Seniors aren’t born, they’re grown, usually over six to eight years, out of juniors. The ones we have now were hired before the 2022 crash, so the shelves still look full. But follow the cohorts forward. How many people cross into “senior” in a given year depends on how many juniors got hired six years earlier. Freeze junior hiring now and the shortfall isn’t some distant risk; it’s already on the books for the 2030s.

Figure 5. Illustrative scenario model - not a forecast. The annual inflow of new senior developers is modelled as junior intake lagged six years; intake collapse anchored to Indeed (2026) and Stanford (2025) figures. Assumptions are stated in the code. Source: author’s model on cited data.

A projection from 2024 to 2035. The “needed” line rises gently. Both scenarios sit at 100 until ~2028, then the “paused hiring” line (red) falls toward 55 while the “rehire now” line (blue) recovers toward 100 - the shaded red gap is the looming senior shortfall.

The pitch in one line: AI didn’t fire the juniors, it stopped them getting hired in the first place. We’re eating our seed corn, and the bill arrives in the 2030s, when there’s nobody left who learned the craft the slow way. The fix is cheap and it’s available right now. The window isn’t.

Data & method

All five charts are built in R, with tidyverse and plotly. The job postings and AI-skill series come straight from Indeed Hiring Lab’s public repositories (CC BY 4.0) through prep_data.R; the survey and experience figures are typed in from the cited reports. Chart 5 is a clearly labelled scenario model, not a forecast, and its assumptions are right there in the code. The postings numbers are an index (February 2020 = 100), not raw counts, so you can compare countries but shouldn’t read absolute volumes into them. One honest caveat: the pandemic boom and bust hit every sector. What’s specific to developers is the failure to recover, and the rising experience bar, and both of those land after generative AI arrived.

Acknowledgements

I acknowledge the use of generative AI tool to help debug the R visualisation code.
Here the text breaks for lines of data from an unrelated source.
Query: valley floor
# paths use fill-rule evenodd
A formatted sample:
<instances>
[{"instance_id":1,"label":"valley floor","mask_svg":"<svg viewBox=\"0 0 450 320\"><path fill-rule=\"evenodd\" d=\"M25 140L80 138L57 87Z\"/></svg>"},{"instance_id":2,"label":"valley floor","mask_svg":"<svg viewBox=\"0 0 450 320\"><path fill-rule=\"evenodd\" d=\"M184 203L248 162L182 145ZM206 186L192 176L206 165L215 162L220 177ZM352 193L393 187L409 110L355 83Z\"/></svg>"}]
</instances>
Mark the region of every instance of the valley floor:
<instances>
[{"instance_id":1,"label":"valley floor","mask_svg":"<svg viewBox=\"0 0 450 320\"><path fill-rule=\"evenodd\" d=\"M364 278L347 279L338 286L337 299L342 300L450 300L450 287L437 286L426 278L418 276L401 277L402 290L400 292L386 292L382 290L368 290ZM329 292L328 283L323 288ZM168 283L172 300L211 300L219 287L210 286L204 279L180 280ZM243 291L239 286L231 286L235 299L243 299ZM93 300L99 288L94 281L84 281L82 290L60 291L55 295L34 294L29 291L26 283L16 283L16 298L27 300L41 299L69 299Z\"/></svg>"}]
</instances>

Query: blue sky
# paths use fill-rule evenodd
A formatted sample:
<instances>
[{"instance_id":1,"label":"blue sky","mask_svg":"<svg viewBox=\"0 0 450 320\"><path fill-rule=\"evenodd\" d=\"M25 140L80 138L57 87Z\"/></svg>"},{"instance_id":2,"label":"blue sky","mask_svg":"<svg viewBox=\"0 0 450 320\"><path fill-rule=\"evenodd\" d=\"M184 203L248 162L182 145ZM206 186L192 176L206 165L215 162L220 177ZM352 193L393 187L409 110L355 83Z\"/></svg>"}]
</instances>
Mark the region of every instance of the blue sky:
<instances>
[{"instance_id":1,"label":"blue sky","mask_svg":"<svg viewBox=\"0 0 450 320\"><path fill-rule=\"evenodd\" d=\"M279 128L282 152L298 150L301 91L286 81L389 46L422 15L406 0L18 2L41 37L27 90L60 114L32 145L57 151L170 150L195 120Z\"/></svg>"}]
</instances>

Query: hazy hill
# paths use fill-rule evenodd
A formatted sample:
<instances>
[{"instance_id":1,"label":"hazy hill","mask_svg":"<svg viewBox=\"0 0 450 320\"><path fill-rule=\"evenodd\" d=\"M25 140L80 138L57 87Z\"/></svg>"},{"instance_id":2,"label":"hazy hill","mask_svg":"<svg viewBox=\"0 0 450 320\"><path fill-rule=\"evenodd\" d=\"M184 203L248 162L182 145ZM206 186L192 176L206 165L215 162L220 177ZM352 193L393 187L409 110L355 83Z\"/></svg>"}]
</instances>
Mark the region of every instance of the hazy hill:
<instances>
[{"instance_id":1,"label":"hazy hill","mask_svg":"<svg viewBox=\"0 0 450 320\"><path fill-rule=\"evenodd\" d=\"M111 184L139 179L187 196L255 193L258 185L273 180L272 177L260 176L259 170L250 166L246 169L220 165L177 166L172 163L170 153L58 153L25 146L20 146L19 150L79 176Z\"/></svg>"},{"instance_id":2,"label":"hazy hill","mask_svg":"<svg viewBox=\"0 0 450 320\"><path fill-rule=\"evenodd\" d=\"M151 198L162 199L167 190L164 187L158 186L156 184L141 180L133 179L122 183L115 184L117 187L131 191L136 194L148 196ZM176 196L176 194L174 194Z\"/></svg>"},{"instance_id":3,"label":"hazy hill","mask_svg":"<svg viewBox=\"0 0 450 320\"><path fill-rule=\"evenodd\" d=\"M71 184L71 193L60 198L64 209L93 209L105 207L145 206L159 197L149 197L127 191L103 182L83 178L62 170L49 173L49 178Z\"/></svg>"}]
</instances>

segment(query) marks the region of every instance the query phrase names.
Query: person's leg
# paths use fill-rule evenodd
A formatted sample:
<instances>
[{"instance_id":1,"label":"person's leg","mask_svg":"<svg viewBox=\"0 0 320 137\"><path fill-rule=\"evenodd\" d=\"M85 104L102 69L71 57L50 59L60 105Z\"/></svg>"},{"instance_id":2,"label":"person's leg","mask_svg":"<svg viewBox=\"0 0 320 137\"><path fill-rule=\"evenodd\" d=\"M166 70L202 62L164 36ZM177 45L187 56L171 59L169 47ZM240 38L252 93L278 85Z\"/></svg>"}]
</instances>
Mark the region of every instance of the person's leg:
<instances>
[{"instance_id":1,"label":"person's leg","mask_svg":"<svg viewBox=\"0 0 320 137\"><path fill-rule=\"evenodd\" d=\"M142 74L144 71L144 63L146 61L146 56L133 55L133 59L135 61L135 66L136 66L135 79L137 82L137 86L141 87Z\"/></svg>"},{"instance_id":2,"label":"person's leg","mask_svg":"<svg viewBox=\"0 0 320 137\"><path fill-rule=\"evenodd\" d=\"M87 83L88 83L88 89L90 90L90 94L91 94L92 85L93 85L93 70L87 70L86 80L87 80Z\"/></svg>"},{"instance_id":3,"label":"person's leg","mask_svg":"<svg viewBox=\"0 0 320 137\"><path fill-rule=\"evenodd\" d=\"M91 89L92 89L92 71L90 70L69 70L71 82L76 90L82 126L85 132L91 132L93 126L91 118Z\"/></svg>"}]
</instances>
All data were independently verified against the original sources, all code was executed and checked by me, and the final analysis, design decisions and interpretation are my own. Data: Indeed Hiring Lab (CC BY 4.0). Brand colours follow The Conversation style guide.

References

Indeed Hiring Lab. (2026). Job postings tracker [Data set]. GitHub. https://github.com/hiring-lab/job_postings_tracker

Indeed Hiring Lab. (2026). AI-at-work tracker [Data set]. GitHub. https://github.com/hiring-lab/ai-tracker

Indeed Hiring Lab. (2025, July 30). Experience requirements have tightened amid the tech hiring freeze. https://www.hiringlab.org/2025/07/30/experience-requirements-have-tightened-amid-the-tech-hiring-freeze/

Stack Overflow. (2024). 2024 developer survey. https://survey.stackoverflow.co/2024/

Stack Overflow. (2025). 2025 developer survey. https://survey.stackoverflow.co/2025/

Stanford Digital Economy Lab. (2025). Canaries in the coal mine? Six facts about the recent employment effects of artificial intelligence. https://digitaleconomy.stanford.edu/

The Conversation. (2026). Style guide - brand colours [Course resource]. The Conversation Media Group.